Researchers at Microsoft announced that they have found a way to make machine learning available in tiny devices such as Raspberry Pi 3.
Ofer Dekel, team leader of the Machine Learning and Optimization group at Microsoft’s research lab in Redmond, Washington, said that he was able to train an AI model to trigger his sprinkler system in his garden every time the AI detects squirrels. The AI model’s code, Dekel said, can be deployed onto a Raspberry Pi 3 – an inexpensive, tiny, resource-constrained single-board computer.

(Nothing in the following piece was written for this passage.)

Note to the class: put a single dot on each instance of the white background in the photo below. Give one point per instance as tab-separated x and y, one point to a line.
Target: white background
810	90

Dekel said that researchers at Microsoft are developing a new class of machine-learning software and tools that embed artificial intelligence onto bread-crumb size computer processors such as Raspberry Pis, Arduinos, micro:bits and other microcontrollers. Microsoft researchers made the early previews of this new type of machine-learning software available to the public via GitHub.

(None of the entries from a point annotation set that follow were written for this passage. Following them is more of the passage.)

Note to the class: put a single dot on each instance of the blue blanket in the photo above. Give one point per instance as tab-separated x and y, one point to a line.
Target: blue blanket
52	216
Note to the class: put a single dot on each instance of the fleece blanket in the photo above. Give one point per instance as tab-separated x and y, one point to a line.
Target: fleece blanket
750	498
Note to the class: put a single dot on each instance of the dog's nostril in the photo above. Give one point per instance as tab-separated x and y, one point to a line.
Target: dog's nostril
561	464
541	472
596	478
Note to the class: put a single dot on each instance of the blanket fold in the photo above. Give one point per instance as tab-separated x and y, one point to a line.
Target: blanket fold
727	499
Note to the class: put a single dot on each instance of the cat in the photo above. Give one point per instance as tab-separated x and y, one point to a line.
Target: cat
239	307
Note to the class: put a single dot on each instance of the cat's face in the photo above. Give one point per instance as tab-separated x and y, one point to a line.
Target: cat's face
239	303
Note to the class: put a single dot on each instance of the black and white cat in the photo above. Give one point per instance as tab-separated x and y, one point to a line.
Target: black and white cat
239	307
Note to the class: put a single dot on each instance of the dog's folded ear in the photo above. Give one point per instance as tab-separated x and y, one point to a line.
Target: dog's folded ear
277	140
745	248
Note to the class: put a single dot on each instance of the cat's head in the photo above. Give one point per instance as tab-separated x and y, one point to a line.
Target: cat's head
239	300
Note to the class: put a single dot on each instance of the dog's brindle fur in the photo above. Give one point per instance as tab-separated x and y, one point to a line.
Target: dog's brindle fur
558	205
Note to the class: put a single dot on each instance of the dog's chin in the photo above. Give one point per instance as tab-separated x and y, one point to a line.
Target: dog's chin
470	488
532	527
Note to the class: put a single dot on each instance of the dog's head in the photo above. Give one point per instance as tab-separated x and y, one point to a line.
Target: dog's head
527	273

“Giving these powerful machine-learning tools to everyday people is the democratization of AI,” said Saleema Amershi, a human-computer-interaction researcher at Microsoft’s Redmond lab. “If we have the technology to put the smarts on the tiny devices, but the only people who can use it are the machine-learning experts, then where have we gotten?”
Shabnam Erfani, director of business and technical operations for Microsoft’s research lab in Redmond, said current machine-learning models running in the cloud “can’t fit all that hardware into a low-cost embedded device”. Erfani said that Dekel and his colleagues are aiming to shrink and make machine learning available on tiny devices, creating intelligent devices that are part of Internet of Things (IoT), except that these things are aimed to be intelligent even without an internet connection.
Manik Varma, a senior researcher at Microsoft Research India, said pushing machine learning to devices without internet connection reduces bandwidth constraints, limits battery drain from continuous communication with the cloud, and protects privacy by keeping personal and sensitive information local.